Comparing differences (error) between two tables in SQL


I want to calculate a delta between the rows of two tables with the exact same structure, but not necessarily the same data.

table 1 (predictions)

Id | Name | GP | G | A

table 1 (actual data)

Id | Name | GP | G | A

result (matched by Id):

Id | (GP1-GP2) AS DeltaGP | (G1-G2) AS DeltaG | (A1-A2) AS DeltaA |

Catch my drift?
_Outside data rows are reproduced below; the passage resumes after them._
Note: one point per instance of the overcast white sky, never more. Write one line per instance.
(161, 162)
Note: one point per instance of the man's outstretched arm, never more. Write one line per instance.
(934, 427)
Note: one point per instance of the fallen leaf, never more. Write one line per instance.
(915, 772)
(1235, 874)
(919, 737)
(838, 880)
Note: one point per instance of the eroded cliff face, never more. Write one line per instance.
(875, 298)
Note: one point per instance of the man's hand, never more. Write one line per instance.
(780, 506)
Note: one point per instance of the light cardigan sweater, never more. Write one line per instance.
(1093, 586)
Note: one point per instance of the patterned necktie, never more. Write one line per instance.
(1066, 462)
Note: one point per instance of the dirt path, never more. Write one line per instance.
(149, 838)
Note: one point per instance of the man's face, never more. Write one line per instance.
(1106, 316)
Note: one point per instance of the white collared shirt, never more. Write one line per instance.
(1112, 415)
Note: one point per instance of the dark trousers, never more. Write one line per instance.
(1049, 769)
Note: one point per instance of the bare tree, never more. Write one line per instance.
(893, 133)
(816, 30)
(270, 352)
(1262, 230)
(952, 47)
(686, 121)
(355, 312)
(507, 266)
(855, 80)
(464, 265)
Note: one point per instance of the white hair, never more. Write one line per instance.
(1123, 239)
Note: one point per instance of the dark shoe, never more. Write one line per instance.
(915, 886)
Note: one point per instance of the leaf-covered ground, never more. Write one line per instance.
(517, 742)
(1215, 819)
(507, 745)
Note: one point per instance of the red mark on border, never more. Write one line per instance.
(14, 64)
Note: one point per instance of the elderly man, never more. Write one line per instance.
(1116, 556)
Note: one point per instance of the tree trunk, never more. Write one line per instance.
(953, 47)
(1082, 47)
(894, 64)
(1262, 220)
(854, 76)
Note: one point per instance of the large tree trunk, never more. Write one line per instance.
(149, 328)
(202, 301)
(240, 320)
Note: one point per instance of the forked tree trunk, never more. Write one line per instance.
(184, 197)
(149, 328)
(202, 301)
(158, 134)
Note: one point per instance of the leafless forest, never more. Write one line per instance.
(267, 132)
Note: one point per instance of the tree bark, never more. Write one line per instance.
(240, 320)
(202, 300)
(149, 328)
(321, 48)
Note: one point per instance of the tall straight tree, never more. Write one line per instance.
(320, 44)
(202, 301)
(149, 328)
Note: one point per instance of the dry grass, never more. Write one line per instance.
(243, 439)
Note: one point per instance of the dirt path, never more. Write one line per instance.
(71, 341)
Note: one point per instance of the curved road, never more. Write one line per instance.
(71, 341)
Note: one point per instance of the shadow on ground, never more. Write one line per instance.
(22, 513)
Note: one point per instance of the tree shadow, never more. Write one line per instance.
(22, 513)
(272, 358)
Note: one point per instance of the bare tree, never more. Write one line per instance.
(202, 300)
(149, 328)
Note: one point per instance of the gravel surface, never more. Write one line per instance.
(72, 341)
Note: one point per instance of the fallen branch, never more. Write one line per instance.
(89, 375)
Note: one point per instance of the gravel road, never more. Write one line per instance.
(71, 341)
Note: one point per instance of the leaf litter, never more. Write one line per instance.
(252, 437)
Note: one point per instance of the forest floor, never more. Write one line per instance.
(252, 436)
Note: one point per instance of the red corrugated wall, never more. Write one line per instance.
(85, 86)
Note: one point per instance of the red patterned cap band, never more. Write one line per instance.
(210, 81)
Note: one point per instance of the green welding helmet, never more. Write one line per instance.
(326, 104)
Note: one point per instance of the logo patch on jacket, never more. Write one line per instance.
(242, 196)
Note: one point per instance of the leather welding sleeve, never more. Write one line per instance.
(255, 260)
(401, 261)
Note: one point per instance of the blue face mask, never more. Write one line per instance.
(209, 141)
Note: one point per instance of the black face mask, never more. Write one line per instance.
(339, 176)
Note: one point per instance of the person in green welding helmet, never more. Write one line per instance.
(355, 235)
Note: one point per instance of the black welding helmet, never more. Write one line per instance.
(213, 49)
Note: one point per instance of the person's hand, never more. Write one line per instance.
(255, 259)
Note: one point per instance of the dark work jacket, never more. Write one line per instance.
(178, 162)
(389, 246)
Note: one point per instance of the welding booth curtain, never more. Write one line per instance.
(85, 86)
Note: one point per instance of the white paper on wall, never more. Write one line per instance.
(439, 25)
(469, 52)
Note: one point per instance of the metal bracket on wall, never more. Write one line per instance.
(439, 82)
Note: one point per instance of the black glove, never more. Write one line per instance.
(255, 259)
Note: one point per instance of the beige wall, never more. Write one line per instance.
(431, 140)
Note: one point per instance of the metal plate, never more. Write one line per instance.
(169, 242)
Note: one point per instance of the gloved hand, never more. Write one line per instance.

This is to caclulate the error of a prediction model in SSAS

Here is my code:

    SELECT P.[Player_id]
          ,P.[PlayerName]
          ,sum(P.[Games Played])-sum(S.[GamesPlayed]) AS GP
          ,sum(P.[Total Goals])-sum(s.[TotalGoals]) AS Goals
          ,sum(P.[Total Assists])-sum(s.[TotalAssists]) AS Assists   
FROM [PredictionsPlayersHistory] as P   
JOIN [V_StatsPlayers] AS S on p.pLAYER_id = s.Player_id    
where S.LastPlayedDate >= '2010-02-01' and P.Player_id
    = 8471675   group by P.[Player_id],P.[PlayerName]   
order by Goals desc, Assists desc, GP asc

problem is the results arent right:

Predictions (SUM)

PlayerName GP Goals Assists

Sidney Crosby 56 28 34

Actual data (SUM)

PlayerName GP Goals Assists

Sidney Crosby 26 17 24

Results

Sidney Crosby 28 -42 -98


Solution

  • You need to join the two tables on the id column:

    SELECT a.Id,a.Name, a.GP - p.GP AS DeltaGP, a.G - p.G AS DeltaG,  a.A - p.A AS DeltaA
    FROM dbo.table1 AS a --actual values
    JOIN dbo.table2 AS p --predictions
    ON a.Id = p.Id;
    

    For an introduction to SQL Server Joins check out my post series here: http://sqlity.net/en/1146/a-join-a-day-introduction/


    EDIT: If you have multiple rows per player in each table you need to aggregate them before you join:

    SELECT  a.Id,
            a.Name,
            a.GP - p.GP AS DeltaGP,
            a.G - p.G AS DeltaG,
            a.A - p.A AS DeltaA
    FROM    (
              SELECT  Id,
                      Name,
                      SUM(GP) AS GP,
                      SUM(G) AS G,
                      SUM(A) AS A
              FROM    dbo.table1
              GROUP BY Id,
                      Name
            ) AS a --actual values
    JOIN    (
              SELECT  Id,
                      SUM(GP) AS GP,
                      SUM(G) AS G,
                      SUM(A) AS A
              FROM    dbo.table2
              GROUP BY Id
            ) AS p
            --predictions
      ON a.Id = p.Id;
    

    Depending on you requirements you might want to use AVG instead of SUM.